A very british gangster

Donal MCINTYRE

Bac films – 18 juillet 2007 – 1h42

Et ta critique ?




Grand prix du festival de Cognac, ce documentaire dépeint un authentique gangster anglais avec une classe folle. Un peu trop d’ailleurs pour être objectif ! Cependant le pouvoir de fascination marche à plein régime et fait de ce documentaire, une étrange expérience.


Il n’a pas l’air très méchant au premier abord. Rondouillard et binoclard, Dominic Noonan se fond dans la masse laborieuse de Manchester. Même si l’on remarque qu’il aime les costards. Ca impressionne les personnes à qui il rend service par le biais de son entreprise de sécurité.

Une société pleine d’ironie puisque le bonhomme est connu pour être le patron d’une des plus influentes mafias de Manchester. Il a l’air sympathique et compréhensif, Dominic Noonan. Les apparences sont trompeuses. Ce type là ne compte plus les charges retenues contre lui, les procès et les années en prison.

C’est un vrai gangster. Un pur produit de la marginalité. Un exemple pour tous les jeunes qui détestent la police, l’état et qui veulent s’en sortir par n’importe quel moyen. Donal McIntyre, grand reporter, se passionne pour ce drôle de bandit.

Car Noonan sait être tendre et aimant. Il se montre parfois très effrayant, capable de menaces à ne pas prendre à la légère. Il porte une affection forte à aux jeunes de son clan. Il fréquente les pires criminels de la Grande Bretagne, à commencer par son frère, tueur à gages et accro au crack.

Les ambiguïtés du personnage sont nombreuses. Ce n’est pas tous les jours que l’on peut observer un anglais, catholique, voleur et gay. Il surprend et il inquiète. Il captive le spectateur et le cinéaste. Ce dernier réalise d’ailleurs un documentaire pas très rigoureux, se laissant aller à des effets de style douteux car mettant en cause la subjectivité de son traitement.
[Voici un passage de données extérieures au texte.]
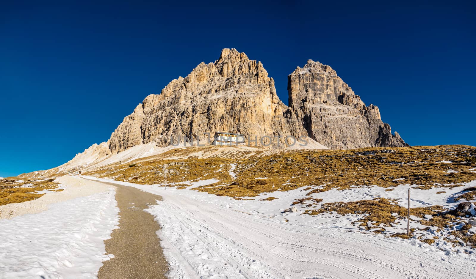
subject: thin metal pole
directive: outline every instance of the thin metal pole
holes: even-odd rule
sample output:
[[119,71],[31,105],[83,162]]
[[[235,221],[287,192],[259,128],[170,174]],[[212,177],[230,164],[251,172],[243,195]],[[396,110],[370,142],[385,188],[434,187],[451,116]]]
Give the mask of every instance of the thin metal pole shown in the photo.
[[407,214],[407,235],[410,235],[410,189],[408,189],[408,212]]

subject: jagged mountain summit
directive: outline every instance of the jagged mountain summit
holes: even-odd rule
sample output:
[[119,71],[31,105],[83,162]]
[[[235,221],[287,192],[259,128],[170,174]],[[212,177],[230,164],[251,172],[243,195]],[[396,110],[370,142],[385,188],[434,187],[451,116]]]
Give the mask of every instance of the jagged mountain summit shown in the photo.
[[323,148],[407,146],[392,135],[378,108],[366,106],[328,66],[308,60],[289,76],[288,89],[289,106],[260,62],[225,48],[214,62],[201,63],[160,94],[146,97],[112,133],[109,149],[117,153],[152,142],[165,146],[184,136],[206,141],[204,133],[217,131],[307,136],[311,146]]

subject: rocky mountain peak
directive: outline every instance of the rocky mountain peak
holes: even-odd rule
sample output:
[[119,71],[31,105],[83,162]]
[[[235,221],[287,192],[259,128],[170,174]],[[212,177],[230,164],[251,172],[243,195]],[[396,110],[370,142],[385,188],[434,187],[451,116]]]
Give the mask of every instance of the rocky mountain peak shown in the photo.
[[330,67],[309,60],[288,79],[289,107],[261,62],[224,48],[214,62],[200,63],[160,94],[147,96],[112,133],[109,149],[166,146],[184,136],[206,142],[204,133],[217,131],[247,138],[307,136],[313,146],[332,149],[406,145],[382,122],[378,108],[366,106]]

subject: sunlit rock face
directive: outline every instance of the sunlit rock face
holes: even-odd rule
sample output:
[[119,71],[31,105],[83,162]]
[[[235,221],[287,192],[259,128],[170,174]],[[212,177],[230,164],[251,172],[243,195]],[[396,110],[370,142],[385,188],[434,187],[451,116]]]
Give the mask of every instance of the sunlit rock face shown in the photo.
[[[146,97],[112,133],[109,149],[118,153],[151,142],[166,146],[184,136],[207,144],[204,133],[217,131],[247,140],[308,136],[322,145],[316,146],[332,149],[406,146],[382,122],[378,108],[366,106],[330,67],[309,60],[288,79],[289,107],[260,62],[225,48],[214,62],[201,63],[160,94]],[[285,141],[275,138],[269,148],[284,148]]]

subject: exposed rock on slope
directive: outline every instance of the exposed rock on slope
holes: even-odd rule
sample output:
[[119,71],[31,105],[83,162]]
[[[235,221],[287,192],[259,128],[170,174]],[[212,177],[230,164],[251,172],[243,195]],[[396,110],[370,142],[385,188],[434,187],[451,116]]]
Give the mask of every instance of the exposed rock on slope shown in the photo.
[[260,62],[225,48],[214,63],[202,62],[160,94],[147,96],[112,133],[109,149],[116,153],[151,142],[166,146],[172,136],[206,143],[203,133],[216,131],[248,139],[308,136],[323,148],[406,146],[380,120],[378,108],[366,106],[329,66],[309,60],[289,81],[288,107]]
[[407,145],[330,67],[309,60],[288,79],[290,107],[317,142],[332,149]]

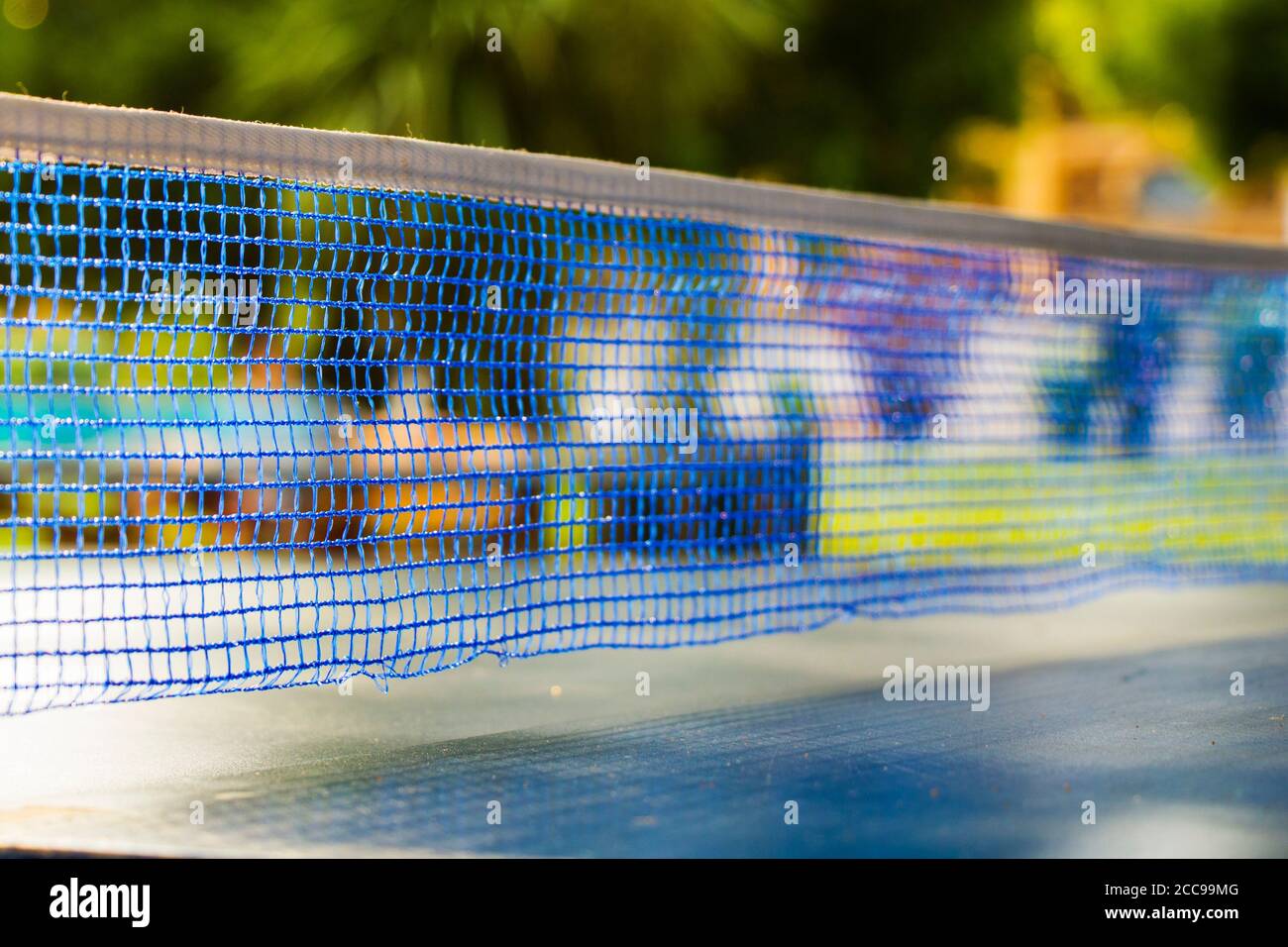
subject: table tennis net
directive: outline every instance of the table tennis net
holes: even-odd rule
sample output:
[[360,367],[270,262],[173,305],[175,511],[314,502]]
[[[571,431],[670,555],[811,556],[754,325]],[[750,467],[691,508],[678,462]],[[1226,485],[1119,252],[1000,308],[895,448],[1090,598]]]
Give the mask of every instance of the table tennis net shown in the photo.
[[0,711],[1288,573],[1285,272],[93,158],[0,161]]

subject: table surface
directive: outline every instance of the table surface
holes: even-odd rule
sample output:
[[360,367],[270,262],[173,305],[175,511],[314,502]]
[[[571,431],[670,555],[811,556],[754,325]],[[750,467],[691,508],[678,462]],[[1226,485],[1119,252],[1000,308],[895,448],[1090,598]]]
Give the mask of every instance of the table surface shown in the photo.
[[[0,847],[1283,857],[1285,629],[1283,588],[1154,590],[43,711],[0,719]],[[989,710],[887,702],[908,657],[988,664]]]

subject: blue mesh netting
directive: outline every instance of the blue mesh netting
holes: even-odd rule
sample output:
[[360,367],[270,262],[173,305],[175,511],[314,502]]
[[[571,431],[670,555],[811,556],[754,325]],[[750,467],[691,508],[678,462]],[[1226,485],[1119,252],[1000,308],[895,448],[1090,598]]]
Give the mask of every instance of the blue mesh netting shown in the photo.
[[1288,573],[1284,273],[116,166],[0,197],[0,711]]

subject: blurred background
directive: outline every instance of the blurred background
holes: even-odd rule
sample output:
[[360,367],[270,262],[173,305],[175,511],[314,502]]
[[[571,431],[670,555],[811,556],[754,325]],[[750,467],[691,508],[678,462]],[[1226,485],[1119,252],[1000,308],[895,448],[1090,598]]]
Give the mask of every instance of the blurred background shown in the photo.
[[4,0],[0,24],[5,91],[1274,242],[1285,63],[1283,0]]

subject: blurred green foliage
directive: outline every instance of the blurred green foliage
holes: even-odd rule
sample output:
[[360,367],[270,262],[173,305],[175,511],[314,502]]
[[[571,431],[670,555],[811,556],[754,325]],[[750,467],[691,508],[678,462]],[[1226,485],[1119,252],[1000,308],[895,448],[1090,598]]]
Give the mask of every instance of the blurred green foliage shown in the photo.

Un documentaire ne doit pas être austère, mais Donal McIntyre s’amuse un peu trop à imiter les films de Scorsese ou de Tarantino. Il n’en avait pas besoin : Noonan et ses jeunes accolytes suffisent pour impressionner. La description de ce clan masculin, peuplé d’enfants, échappe aux stéréotypes même si la famille Noonan joue la carte de l’esbroufe.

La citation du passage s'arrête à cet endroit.